DVR: floating IPs not working if initially associated with non-bound port

Bug #1447034 reported by Oleg Bondarev
10
This bug affects 2 people
Affects Status Importance Assigned to Milestone
neutron
Fix Released
High
Lynn
Kilo
New
Undecided
Unassigned

Bug Description

Floating agent gw port is only created for compute host when floating ip is associated with a VM resided on this host [1].
If associate neutron port with floating ip before booting a VM with that port, floating agent gw port won't be created (in case this is the first VM scheduled to a compute host).
In that case l3 agent on compute host will receive router info with floating ip but no floating agent gw port: it will subscribe the router for fip namespace [2] but namespace itself won't be created [3]:
 [dvr_router.py]

    def create_dvr_fip_interfaces(self, ex_gw_port):
        floating_ips = self.get_floating_ips()
        fip_agent_port = self.get_floating_agent_gw_interface(
            ex_gw_port['network_id'])
        LOG.debug("FloatingIP agent gateway port received from the plugin: "
                  "%s", fip_agent_port)
        if floating_ips:
            is_first = self.fip_ns.subscribe(self.router_id)
            if is_first and fip_agent_port:
                if 'subnets' not in fip_agent_port:
                    LOG.error(_LE('Missing subnet/agent_gateway_port'))
                else:
                    self.fip_ns.create_gateway_port(fip_agent_port)
        ...

Since l3 agent already subscribed the router for fip_ns it won't ever create fip namespace for that router - this results in floating ips not working anymore for ANY subsequent VMs on that compute host, no matter if floating ip was associated with a VM or with a non-binded port (later associated with a VM).

I see two possible fixes:
 - add callback for PORT UDATE event to dvr server code to react on port with floating ip being associated with a VM.
This seems not optimal given lots of checks needed in the callback which will be called fairly often.

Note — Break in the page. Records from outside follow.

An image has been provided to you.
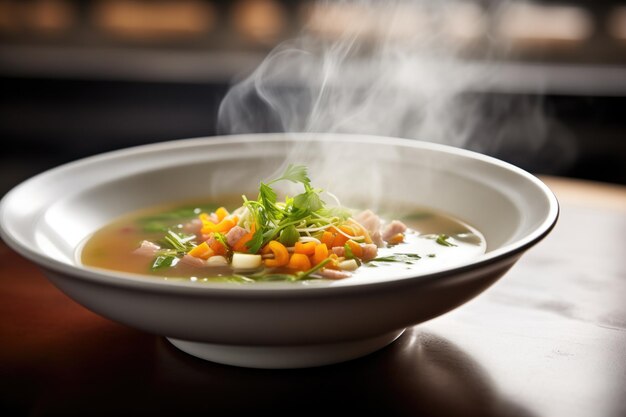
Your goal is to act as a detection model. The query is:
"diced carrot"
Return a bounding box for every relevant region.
[294,241,316,256]
[201,216,239,234]
[288,253,311,271]
[330,224,359,248]
[324,253,341,269]
[232,232,254,253]
[313,243,329,265]
[321,231,335,248]
[264,240,290,267]
[208,238,228,256]
[345,239,363,259]
[215,207,229,222]
[387,233,405,245]
[187,242,214,260]
[331,230,349,248]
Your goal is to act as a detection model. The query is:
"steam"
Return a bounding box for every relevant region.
[218,0,575,178]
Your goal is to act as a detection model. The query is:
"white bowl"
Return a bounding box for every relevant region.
[0,133,558,368]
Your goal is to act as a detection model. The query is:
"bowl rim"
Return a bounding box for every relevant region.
[0,133,559,296]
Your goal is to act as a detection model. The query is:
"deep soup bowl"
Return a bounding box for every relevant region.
[0,133,558,368]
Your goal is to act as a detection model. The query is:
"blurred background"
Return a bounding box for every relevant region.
[1,0,625,196]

 - l3 agent on a compute host should request floating agent gw creation by rpc in case it receives router info with floating ips but no floating agent gateway. There is already such a method in agent to plugin rpc interface which now seems not used anywhere except tests. I'm not seeing any cons here so that's what I'm going to propose.

[1] https://github.com/openstack/neutron/blob/master/neutron/db/l3_dvr_db.py#L214-L225
[2] https://github.com/openstack/neutron/blob/master/neutron/agent/l3/dvr_router.py#L502
[3] https://github.com/openstack/neutron/blob/master/neutron/agent/l3/dvr_router.py#L503-L507

summary: - DVR: floating IPs not working if initially associated with non-binded
+ DVR: floating IPs not working if initially associated with non-bound
port
Revision history for this message
Swaminathan Vasudevan (swaminathan-vasudevan) wrote :

This bug seems to be a duplicate of #1445255

Revision history for this message
Swaminathan Vasudevan (swaminathan-vasudevan) wrote :

Callback is already there for port-update.
As mentioned by you, the second option to call the "rpc" call to create the floatingip-agent-gateway port will be the best option in case if there is fip association that happens for an unbound port.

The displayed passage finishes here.